The Barry family built this manor house in the 16th century. It has an E-shaped plan with gabled wings and a battlemented central porch.In it's Elizabethan form it remained unaltered until the 19th century but by 1809 it was in a neglected state. In the 1880s the house was divided into two tenements but in 1887 it was gutted by fire. It has never been restored and remains an ivy-clad ruin with a sheep crap carpet. (Abridged Wikipedia)

Pics 










































Few more here....https://www.flickr.com/photos/infraredd/albums/72157703702235994
Thanks for looking.


----------



## HughieD (Nov 19, 2018)

Always love your pics Infrared.


----------



## BikinGlynn (Nov 19, 2018)

Very nice, loving your 4th pic particularly!


----------



## Sabtr (Nov 19, 2018)

There are old maps of Newcastle and the surrounding area. Back when this building was built, only a handful owned the land surrounding the city here - I'll bet they looked just like the house in these buildings. In full colour that is!

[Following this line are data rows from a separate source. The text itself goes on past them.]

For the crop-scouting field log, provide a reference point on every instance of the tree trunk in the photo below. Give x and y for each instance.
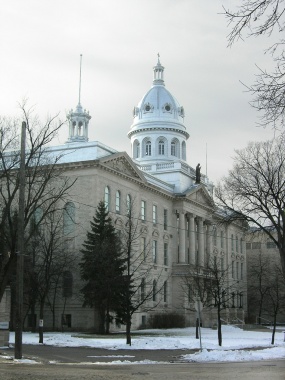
(128, 332)
(274, 329)
(219, 327)
(102, 321)
(197, 328)
(33, 329)
(41, 324)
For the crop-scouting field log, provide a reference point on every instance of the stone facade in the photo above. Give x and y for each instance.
(173, 203)
(263, 263)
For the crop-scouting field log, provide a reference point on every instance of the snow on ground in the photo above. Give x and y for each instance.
(238, 345)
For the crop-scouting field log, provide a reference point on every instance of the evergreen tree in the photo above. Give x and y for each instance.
(102, 267)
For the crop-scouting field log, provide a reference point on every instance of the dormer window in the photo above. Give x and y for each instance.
(148, 148)
(181, 112)
(148, 107)
(167, 108)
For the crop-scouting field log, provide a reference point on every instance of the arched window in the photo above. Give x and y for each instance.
(107, 198)
(143, 289)
(165, 291)
(68, 218)
(136, 149)
(161, 148)
(148, 148)
(67, 284)
(173, 150)
(154, 290)
(184, 151)
(222, 239)
(129, 203)
(118, 202)
(80, 125)
(214, 236)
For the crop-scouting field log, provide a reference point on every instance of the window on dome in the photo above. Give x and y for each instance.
(161, 147)
(167, 107)
(80, 125)
(148, 148)
(118, 202)
(147, 107)
(107, 198)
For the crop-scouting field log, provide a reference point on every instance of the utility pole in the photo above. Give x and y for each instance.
(20, 249)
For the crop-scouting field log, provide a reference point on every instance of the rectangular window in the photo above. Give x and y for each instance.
(154, 251)
(165, 254)
(270, 245)
(143, 248)
(66, 320)
(222, 239)
(256, 245)
(154, 214)
(241, 300)
(143, 210)
(165, 219)
(165, 291)
(222, 264)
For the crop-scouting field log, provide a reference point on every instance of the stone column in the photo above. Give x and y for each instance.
(182, 237)
(192, 234)
(201, 245)
(209, 240)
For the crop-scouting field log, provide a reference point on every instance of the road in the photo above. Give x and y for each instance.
(79, 363)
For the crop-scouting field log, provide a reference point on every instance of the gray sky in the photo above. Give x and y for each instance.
(41, 42)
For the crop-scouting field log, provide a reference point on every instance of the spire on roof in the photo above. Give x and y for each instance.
(78, 119)
(158, 72)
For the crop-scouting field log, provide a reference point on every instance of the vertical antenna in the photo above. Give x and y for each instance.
(80, 79)
(206, 160)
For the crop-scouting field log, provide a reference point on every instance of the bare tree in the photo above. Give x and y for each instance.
(259, 284)
(211, 286)
(275, 297)
(50, 260)
(46, 184)
(255, 18)
(143, 285)
(254, 190)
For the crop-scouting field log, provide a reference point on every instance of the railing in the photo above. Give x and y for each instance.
(258, 320)
(165, 166)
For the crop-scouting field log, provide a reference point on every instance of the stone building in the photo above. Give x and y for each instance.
(264, 277)
(174, 204)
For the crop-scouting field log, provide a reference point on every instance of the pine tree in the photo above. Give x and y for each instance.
(102, 267)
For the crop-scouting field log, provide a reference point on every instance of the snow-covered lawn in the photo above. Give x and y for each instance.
(236, 343)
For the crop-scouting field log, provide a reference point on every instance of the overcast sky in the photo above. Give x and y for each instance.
(41, 43)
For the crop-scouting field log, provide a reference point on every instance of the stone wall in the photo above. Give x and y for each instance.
(5, 318)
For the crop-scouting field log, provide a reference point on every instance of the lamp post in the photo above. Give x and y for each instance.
(20, 250)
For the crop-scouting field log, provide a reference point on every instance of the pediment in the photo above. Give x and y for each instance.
(122, 163)
(200, 195)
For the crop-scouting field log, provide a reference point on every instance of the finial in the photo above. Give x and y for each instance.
(158, 56)
(80, 79)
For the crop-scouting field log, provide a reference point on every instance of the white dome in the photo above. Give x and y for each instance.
(158, 132)
(158, 108)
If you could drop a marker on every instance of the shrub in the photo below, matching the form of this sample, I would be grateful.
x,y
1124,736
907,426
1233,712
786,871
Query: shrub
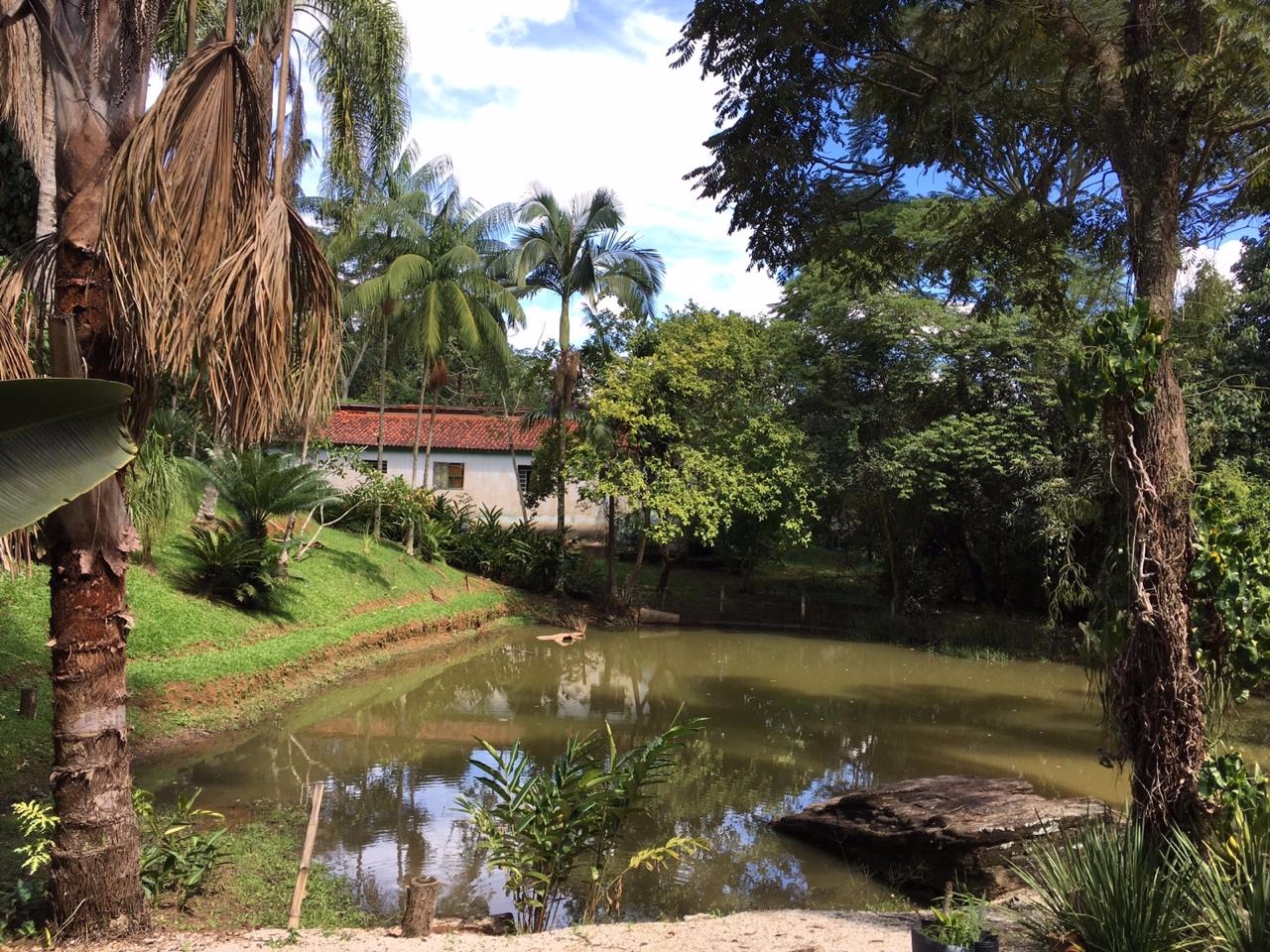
x,y
229,563
261,485
180,848
543,826
1112,889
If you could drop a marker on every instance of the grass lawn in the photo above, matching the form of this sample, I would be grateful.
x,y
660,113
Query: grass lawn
x,y
211,656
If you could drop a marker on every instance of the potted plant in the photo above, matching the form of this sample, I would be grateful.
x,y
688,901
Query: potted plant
x,y
956,927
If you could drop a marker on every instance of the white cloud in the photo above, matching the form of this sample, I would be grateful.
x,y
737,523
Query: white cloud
x,y
1223,258
512,102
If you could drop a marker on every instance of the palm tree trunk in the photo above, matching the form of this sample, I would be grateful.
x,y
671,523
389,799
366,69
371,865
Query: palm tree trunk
x,y
511,449
611,552
384,403
418,426
281,112
427,452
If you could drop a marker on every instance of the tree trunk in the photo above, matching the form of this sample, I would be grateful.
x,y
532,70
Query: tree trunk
x,y
95,888
633,576
418,426
98,96
890,555
611,552
384,402
1159,693
427,452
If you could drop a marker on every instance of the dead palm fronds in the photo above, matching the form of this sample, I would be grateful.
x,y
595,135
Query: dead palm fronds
x,y
212,268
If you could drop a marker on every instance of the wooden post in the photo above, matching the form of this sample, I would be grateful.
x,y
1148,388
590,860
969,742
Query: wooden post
x,y
421,902
307,856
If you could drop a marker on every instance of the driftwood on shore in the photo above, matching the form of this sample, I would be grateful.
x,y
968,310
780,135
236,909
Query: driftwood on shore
x,y
928,833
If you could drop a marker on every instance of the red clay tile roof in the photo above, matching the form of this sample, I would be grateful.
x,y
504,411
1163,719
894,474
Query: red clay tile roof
x,y
454,429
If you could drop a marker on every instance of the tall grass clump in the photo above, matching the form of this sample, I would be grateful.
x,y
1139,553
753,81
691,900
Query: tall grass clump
x,y
1114,889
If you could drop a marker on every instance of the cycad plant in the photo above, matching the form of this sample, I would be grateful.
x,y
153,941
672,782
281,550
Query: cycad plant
x,y
572,250
261,486
175,253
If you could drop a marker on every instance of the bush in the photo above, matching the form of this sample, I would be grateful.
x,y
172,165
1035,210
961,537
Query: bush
x,y
541,826
180,848
229,563
1114,889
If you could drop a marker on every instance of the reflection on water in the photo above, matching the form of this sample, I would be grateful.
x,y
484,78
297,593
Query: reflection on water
x,y
790,720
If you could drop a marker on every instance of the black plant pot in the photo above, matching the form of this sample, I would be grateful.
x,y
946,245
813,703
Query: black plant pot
x,y
987,943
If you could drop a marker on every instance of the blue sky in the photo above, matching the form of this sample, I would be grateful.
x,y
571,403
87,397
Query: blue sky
x,y
576,94
579,94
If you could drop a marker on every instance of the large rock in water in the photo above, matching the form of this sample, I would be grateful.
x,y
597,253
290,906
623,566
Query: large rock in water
x,y
924,834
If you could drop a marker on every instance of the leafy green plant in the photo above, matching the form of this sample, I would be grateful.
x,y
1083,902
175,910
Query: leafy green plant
x,y
541,826
1112,889
181,848
959,921
22,904
1232,887
1120,352
229,563
261,486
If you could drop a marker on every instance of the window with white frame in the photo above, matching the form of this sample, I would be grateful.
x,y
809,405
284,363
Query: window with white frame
x,y
447,475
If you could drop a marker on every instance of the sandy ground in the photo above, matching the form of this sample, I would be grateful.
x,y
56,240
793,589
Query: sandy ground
x,y
743,932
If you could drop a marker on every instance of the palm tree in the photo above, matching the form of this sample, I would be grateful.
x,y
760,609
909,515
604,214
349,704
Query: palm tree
x,y
579,249
437,281
186,257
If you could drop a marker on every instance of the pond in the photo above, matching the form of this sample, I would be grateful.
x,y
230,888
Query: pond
x,y
790,720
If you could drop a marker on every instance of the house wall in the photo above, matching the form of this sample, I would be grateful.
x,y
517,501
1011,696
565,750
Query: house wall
x,y
489,480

I kinda like the feel of the images here. Works well with the old building. Would definitely make for a dramatic framed photo on a wall.
Could you tell me a little about your camera please??


----------



## Infraredd (Nov 19, 2018)

Sausage said:


> There are old maps of Newcastle and the surrounding area. Back when this building was built, only a handful owned the land surrounding the city here - I'll bet they looked just like the house in these buildings. In full colour that is!
> 
> I kinda like the feel of the images here. Works well with the old building. Would definitely make for a dramatic framed photo on a wall.
> Could you tell me a little about your camera please??



It's south west of Oxford ..... The camera is an infra red 680nm converted Nikon D80 bought off e-bay


----------



## cogito (Nov 19, 2018)

Every time I see one of your reports it makes me want to dig out my old D90 and get it converted. 

Love it, cheers!


----------



## Mikeymutt (Nov 19, 2018)

Beautiful as always.nice to see more off the infrared pics


----------



## krela (Nov 20, 2018)

Perfect location for some IR photography, beautiful.


----------



## The Wombat (Nov 22, 2018)

Always nice to see your reports
Stunning photos, as always


----------